Я открываю единственный глаз, который ещё способен видеть, — левый заплыл окончательно, превратившись в узкую, болезненную щёлку, из которой сочится что-то тёплое и липкое, — и различаю его силуэт на фоне тусклой лампы, свисающей с потолка на грязном проводе: он сидит на перевёрнутом ящике напротив меня, положив локти на колени и свесив крупные, покрытые татуировками руки, и в одной из этих рук (я отчётливо это вижу, потому что в последние минуты жизни зрение обостряется до неестественной, почти болезненной ясности) зажат «Глок» с длинным цилиндром глушителя, и этот пистолет лежит на его ладони с той же лёгкостью, с какой священник держит распятие, и от этого сравнения мне становится дурно.
Он не боится, что кто-то услышит выстрел: в этом районе выстрелы слышат каждую ночь, и местные жители давно научились не высовывать нос из своих убогих квартир, когда разборки доходят до такой степени откровенности. Он не боится полиции, которая уже несколько лет пытается, но никак не может собрать на него достаточно доказательную базу, потому что все свидетели либо исчезают, либо умирают естественной смертью, которая на поверку оказывается не такой уж естественной. Он не боится конкурентов, потому что способных бросить ему вызов, просто не осталось, он вырезал их всех, одного за другим, как хирург, удаляющий раковую опухоль, методично и безжалостно.
Он боится только одного человека во всём этом огромном, грязном, продажном городе, и этот человек — не полицейский, не федеральный судья и даже не олигарх, который держит в кулаке половину городской экономики.
Я видел её однажды — два месяца назад, на подземной парковке торгового центра, куда я приехал забрать деньги за очередную сомнительную поставку. Тогда она показалась мне совершенно незначительной, незаметной, почти прозрачной: маленькая девушка в мешковатых джинсах и бесформенном свитере серого цвета, с вечно сползающими на нос очками в тонкой металлической оправе и растрёпанными пепельными волосами, собранными на затылке в пучок, из которого то и дело выбивались непослушные пряди; она выходила из цветочного магазина с букетом гвоздик — красных, кричаще-красных, как кровь на белом снегу, и улыбалась своему телефону, что-то печатая длинными, тонкими пальцами, на которых не было никаких украшений, и в этой улыбке, смутной и рассеянной, было столько тихой, ничем не объяснимой радости, что я на секунду залюбовался ею, как залюбовался бы случайным лучом солнца в пасмурный день.

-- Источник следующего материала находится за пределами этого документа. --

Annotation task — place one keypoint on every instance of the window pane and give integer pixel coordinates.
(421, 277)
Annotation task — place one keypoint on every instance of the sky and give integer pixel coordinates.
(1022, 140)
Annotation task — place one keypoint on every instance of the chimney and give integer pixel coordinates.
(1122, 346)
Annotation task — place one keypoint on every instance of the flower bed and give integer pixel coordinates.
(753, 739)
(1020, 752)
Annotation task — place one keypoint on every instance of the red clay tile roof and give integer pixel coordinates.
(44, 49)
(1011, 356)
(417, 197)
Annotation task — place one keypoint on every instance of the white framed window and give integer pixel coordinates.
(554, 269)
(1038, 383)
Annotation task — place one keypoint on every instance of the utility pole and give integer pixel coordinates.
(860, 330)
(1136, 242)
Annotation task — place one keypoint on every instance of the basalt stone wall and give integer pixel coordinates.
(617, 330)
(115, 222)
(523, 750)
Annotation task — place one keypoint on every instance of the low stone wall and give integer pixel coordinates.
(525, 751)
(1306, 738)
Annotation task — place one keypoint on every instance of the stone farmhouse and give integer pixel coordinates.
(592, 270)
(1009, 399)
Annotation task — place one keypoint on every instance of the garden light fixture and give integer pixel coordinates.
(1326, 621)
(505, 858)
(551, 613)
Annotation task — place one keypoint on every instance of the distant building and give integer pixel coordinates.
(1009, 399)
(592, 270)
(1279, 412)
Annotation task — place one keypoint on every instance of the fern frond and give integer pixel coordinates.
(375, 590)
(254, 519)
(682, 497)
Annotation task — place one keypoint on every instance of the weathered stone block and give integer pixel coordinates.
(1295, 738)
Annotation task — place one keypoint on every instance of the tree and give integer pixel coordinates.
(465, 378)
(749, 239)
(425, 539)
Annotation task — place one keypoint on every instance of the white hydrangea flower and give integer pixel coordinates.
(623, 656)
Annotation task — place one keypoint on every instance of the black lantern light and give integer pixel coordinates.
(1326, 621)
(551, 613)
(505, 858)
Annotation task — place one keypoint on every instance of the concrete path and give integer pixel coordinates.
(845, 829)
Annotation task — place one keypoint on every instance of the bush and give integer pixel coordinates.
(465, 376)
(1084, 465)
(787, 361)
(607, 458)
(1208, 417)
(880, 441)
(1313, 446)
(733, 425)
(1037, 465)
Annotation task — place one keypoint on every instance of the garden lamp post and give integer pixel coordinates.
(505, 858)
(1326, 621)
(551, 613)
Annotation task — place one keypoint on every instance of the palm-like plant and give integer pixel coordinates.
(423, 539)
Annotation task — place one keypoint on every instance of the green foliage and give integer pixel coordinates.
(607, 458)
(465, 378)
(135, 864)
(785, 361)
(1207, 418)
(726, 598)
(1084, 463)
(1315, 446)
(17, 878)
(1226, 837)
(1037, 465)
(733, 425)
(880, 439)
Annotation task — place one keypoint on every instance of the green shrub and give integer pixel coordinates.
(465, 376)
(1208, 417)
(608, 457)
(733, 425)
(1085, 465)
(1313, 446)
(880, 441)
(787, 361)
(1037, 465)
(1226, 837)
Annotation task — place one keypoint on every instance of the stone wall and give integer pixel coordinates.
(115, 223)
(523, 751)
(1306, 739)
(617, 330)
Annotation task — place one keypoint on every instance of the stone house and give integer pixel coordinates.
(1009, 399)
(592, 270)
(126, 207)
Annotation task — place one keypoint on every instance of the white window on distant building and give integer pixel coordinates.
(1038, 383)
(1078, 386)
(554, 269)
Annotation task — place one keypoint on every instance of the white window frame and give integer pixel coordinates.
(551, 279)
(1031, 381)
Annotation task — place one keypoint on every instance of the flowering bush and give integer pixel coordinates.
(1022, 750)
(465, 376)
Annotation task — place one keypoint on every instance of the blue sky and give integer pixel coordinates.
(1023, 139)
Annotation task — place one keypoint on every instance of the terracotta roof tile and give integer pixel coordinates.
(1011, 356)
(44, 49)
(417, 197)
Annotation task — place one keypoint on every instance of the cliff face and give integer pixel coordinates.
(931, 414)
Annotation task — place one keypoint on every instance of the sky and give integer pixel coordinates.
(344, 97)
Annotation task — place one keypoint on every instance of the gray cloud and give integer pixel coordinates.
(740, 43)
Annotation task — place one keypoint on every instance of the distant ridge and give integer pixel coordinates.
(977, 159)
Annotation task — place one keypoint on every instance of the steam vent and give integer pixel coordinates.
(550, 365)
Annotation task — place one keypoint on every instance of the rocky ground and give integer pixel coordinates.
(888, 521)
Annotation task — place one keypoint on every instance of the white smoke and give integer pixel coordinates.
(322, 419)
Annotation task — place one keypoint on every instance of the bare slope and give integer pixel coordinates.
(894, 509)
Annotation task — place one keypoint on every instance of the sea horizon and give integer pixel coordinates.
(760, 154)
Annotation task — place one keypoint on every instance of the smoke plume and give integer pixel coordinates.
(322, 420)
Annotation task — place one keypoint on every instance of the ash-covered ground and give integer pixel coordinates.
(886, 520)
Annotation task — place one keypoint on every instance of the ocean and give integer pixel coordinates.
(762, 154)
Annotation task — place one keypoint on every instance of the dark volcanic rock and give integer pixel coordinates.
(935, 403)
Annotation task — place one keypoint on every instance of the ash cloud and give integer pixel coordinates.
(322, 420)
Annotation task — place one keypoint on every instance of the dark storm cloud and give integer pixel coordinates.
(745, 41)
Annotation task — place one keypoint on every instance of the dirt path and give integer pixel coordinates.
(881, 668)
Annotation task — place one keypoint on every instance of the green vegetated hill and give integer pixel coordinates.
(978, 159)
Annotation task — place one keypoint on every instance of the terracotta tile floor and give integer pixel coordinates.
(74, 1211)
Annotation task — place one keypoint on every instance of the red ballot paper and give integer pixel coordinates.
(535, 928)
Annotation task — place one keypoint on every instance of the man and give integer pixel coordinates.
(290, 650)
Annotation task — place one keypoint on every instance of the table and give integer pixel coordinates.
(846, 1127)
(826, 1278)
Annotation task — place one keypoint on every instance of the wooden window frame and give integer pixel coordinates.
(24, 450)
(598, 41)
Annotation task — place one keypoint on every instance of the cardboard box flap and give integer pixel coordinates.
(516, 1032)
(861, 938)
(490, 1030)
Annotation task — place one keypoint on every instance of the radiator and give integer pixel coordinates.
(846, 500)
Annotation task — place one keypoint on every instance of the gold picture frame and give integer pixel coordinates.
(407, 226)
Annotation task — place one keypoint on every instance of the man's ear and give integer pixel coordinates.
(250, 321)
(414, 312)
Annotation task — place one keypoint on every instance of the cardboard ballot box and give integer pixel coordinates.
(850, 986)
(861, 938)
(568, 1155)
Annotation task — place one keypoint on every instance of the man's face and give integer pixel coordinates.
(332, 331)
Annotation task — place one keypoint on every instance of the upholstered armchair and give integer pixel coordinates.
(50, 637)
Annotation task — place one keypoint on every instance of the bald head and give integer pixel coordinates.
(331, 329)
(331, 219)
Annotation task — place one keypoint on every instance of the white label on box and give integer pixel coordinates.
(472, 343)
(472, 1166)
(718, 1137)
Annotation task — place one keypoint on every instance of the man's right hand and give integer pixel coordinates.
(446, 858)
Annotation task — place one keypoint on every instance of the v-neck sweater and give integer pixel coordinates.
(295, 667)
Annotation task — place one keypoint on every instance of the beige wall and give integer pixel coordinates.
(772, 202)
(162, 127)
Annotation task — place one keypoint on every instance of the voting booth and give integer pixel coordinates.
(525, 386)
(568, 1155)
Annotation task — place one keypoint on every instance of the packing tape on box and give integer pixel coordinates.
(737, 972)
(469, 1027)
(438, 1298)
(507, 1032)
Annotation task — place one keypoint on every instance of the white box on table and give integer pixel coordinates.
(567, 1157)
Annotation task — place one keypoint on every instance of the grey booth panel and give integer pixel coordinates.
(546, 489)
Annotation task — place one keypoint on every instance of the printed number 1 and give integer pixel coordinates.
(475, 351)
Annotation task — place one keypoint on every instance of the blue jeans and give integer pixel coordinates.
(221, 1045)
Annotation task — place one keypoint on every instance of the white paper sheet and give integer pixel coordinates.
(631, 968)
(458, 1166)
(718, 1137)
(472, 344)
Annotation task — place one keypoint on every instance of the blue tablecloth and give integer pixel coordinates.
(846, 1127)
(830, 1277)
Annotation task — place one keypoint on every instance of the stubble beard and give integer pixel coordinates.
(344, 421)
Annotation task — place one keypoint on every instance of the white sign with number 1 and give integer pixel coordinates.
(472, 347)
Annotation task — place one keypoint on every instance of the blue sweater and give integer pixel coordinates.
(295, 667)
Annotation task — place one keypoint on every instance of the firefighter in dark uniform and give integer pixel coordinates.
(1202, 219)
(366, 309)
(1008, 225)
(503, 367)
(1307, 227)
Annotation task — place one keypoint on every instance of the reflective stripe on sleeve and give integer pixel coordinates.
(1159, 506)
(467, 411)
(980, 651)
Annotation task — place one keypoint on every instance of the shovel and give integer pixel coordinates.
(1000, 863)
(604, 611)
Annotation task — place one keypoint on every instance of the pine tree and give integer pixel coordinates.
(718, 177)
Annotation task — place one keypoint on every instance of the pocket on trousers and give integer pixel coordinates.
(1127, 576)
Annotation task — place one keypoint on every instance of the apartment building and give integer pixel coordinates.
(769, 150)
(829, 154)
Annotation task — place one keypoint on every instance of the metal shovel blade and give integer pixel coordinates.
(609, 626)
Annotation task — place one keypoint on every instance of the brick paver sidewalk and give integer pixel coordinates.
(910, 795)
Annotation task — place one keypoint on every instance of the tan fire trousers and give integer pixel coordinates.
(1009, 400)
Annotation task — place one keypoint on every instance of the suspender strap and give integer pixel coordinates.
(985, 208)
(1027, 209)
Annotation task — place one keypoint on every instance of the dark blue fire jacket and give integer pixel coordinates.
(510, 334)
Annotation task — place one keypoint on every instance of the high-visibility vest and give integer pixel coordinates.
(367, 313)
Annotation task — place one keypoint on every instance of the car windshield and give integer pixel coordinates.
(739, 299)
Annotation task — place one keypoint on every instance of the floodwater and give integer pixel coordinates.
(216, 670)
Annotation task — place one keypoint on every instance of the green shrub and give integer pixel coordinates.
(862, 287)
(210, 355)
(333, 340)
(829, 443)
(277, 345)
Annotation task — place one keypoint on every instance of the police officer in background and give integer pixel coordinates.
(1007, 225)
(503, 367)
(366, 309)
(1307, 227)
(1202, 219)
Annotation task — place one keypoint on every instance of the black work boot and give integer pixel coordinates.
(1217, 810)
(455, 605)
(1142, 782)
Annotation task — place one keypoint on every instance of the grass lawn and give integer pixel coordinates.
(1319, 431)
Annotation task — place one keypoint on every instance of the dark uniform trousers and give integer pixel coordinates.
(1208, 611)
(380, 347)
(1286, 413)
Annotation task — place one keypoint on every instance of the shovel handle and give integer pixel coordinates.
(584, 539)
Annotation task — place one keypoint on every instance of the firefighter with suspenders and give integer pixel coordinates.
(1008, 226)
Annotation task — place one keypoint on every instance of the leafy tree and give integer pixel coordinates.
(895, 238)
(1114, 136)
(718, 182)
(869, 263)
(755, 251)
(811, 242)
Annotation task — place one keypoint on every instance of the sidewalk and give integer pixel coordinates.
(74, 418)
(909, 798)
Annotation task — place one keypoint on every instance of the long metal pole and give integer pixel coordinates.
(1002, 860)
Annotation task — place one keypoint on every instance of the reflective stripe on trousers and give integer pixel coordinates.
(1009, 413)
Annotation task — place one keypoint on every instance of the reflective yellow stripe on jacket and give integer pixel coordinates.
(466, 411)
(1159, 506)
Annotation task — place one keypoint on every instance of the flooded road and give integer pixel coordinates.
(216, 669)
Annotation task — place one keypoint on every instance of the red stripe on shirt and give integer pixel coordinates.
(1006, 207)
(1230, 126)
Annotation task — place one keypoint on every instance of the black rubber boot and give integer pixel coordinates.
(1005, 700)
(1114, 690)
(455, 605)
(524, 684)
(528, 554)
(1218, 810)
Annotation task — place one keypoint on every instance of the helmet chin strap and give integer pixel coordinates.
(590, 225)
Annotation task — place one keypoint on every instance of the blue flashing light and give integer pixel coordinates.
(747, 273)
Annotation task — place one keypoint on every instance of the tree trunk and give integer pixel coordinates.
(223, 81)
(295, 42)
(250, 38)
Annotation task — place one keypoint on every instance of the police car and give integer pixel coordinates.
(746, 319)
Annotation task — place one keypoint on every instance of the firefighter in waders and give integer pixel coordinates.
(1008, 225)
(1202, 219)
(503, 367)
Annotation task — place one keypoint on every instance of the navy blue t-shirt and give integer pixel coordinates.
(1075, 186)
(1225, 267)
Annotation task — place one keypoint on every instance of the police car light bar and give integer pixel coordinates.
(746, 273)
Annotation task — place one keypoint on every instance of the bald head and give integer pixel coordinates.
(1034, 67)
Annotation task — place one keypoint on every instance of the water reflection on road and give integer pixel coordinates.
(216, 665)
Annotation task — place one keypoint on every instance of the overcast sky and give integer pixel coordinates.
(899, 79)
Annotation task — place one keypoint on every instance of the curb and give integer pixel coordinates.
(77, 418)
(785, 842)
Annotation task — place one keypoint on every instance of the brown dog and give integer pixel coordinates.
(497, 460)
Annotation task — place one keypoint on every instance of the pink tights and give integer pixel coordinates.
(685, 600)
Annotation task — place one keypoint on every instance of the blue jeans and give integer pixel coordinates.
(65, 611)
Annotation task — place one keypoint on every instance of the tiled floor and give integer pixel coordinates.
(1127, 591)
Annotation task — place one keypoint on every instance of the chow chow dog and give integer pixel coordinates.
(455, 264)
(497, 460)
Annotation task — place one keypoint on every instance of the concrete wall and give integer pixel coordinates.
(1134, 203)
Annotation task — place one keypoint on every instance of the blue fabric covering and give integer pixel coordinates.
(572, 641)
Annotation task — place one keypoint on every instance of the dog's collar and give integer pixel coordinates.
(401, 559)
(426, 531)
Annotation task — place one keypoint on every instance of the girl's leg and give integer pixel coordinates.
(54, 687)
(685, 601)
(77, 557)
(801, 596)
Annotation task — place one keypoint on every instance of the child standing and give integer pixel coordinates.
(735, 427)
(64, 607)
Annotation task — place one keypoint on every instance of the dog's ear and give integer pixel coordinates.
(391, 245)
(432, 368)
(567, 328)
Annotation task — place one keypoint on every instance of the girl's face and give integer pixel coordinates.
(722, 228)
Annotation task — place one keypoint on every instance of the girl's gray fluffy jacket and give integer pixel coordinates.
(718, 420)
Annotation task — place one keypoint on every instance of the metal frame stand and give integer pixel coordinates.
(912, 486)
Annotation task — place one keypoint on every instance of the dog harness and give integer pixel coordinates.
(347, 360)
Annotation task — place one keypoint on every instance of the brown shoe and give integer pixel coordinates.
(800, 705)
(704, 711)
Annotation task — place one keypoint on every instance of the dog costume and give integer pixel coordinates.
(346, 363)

Тогда, в ту секунду, я не понял, почему Марк, стоявший в трёх метрах от меня и обсуждавший с Давидом детали очередной операции, вдруг замолчал на полуслове, застыв с незажжённой сигаретой в руке, и проводил эту девушку взглядом, который невозможно было описать иначе как благоговейным, будто перед ним прошло не хрупкое создание в дешёвых джинсах, а само божество, спустившееся на землю в обличье цветочницы.